Large-eddy simulation of separated turbulent flows over a three-dimensional hill using WRF and OpenFOAM

It is not clearly known about the limitations of the large-eddy simulation (LES) mode of an atmospheric model (WRF) in predicting the microscale flows for engineering purpose. This study chooses a typical separated turbulent flow past a three-dimensional axisymmetric hill and investigates the performance of WRF-LES in comparison with the popular CFD solver (OpenFOAM). The numerical models and conditions are set similarly between the two codes. The instantaneous visualization shows that both WRF-LES and OpenFOAM-LES can produce the primary flow features, including hairpin vortices, horseshoes, and surface-shear-induced vortices at different scales, with high similarity. Nevertheless, the turbulent kinetic energy in the near wake produced by WRF-LES is underestimated, in comparison with WRF-LES. The energy spectra suggest that WRF-LES using the high-order advection schemes has a stronger capacity of generating and maintaining small-scale turbulent motions than OpenFOAM-LES. Furthermore, the deviation of numerical dissipation behavior is examined between the two solvers.

Automated summary

The limitations of large-eddy simulation (LES) mode in predicting microscale flows for engineering purposes in an atmospheric model (WRF) are not well understood.
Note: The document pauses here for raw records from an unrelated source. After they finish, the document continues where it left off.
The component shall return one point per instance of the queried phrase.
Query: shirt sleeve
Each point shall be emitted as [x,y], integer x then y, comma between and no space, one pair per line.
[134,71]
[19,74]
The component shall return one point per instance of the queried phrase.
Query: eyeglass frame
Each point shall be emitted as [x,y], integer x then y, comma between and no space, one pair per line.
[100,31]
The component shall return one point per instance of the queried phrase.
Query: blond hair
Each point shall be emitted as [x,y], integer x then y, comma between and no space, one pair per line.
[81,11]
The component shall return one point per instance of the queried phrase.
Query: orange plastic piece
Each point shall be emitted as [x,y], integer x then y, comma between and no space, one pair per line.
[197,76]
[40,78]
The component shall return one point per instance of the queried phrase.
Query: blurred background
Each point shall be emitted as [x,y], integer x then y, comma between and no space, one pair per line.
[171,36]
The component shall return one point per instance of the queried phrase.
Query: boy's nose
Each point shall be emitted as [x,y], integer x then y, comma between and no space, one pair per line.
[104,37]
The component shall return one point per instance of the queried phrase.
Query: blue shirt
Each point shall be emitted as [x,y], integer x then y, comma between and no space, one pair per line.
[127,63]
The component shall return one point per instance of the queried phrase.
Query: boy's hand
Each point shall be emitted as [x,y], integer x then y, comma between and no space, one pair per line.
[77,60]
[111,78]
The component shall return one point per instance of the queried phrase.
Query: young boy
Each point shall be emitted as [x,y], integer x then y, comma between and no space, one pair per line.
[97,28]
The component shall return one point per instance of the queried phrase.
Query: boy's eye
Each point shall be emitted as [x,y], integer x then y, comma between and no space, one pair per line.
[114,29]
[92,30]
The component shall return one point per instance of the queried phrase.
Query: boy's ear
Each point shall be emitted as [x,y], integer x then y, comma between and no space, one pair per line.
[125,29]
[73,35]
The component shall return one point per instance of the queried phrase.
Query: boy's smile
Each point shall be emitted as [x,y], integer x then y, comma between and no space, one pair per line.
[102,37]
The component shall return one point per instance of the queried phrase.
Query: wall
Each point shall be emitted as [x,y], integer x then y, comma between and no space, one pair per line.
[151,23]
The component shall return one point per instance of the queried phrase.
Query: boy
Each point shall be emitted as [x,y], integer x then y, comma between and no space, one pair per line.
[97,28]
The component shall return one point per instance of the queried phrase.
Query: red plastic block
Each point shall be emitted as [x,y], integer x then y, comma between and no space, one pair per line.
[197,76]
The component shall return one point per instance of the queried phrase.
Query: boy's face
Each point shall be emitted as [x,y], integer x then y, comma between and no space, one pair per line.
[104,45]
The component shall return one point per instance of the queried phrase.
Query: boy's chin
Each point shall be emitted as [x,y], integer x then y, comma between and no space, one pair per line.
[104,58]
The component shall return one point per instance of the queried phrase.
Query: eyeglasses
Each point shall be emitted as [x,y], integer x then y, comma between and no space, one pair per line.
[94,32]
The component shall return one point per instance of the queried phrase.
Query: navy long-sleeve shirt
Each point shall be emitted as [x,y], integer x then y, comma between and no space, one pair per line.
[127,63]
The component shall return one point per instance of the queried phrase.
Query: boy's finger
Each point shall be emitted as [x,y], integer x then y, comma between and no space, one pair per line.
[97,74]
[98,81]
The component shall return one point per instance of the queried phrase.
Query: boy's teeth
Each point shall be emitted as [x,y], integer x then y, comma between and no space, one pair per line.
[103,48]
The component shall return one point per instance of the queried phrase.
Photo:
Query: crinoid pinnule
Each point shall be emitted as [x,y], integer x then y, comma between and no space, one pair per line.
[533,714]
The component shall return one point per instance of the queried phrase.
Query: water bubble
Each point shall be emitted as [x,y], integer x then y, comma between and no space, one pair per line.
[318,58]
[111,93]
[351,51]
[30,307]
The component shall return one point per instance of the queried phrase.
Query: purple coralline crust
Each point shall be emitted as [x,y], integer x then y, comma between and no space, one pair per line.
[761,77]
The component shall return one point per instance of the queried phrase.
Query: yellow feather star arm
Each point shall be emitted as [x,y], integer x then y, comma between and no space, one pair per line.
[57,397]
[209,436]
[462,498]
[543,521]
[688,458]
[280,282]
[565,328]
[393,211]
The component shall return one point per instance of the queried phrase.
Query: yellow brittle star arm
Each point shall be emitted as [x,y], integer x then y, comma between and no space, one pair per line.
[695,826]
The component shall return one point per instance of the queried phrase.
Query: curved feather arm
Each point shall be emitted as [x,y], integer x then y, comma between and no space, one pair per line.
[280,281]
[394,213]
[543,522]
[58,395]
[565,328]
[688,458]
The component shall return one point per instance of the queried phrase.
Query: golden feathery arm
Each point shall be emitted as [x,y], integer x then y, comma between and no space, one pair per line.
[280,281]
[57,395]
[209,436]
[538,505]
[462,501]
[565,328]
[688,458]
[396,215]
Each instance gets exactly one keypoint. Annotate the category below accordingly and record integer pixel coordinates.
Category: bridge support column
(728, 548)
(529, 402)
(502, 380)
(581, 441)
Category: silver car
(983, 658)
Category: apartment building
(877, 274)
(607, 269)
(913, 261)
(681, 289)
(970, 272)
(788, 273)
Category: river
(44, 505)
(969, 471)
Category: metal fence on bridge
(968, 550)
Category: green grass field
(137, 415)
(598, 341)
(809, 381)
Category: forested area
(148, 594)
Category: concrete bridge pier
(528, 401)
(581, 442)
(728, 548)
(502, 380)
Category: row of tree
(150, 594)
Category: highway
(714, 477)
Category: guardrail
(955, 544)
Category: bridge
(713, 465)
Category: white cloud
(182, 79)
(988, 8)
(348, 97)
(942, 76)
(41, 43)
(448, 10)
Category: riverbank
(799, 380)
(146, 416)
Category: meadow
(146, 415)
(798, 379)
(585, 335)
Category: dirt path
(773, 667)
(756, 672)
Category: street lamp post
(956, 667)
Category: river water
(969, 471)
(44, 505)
This study compared the performance of WRF-LES with the popular CFD solver (OpenFOAM) using a typical separated turbulent flow past a three-dimensional axisymmetric hill. The results showed that both models were able to produce the primary flow features with high similarity, but WRF-LES underestimated the turbulent kinetic energy in the near wake compared to OpenFOAM-LES. The energy spectra suggested that WRF-LES had a stronger capacity for generating and maintaining small-scale turbulent motions than OpenFOAM-LES. Additionally, the deviation of numerical dissipation behavior between the two solvers was examined.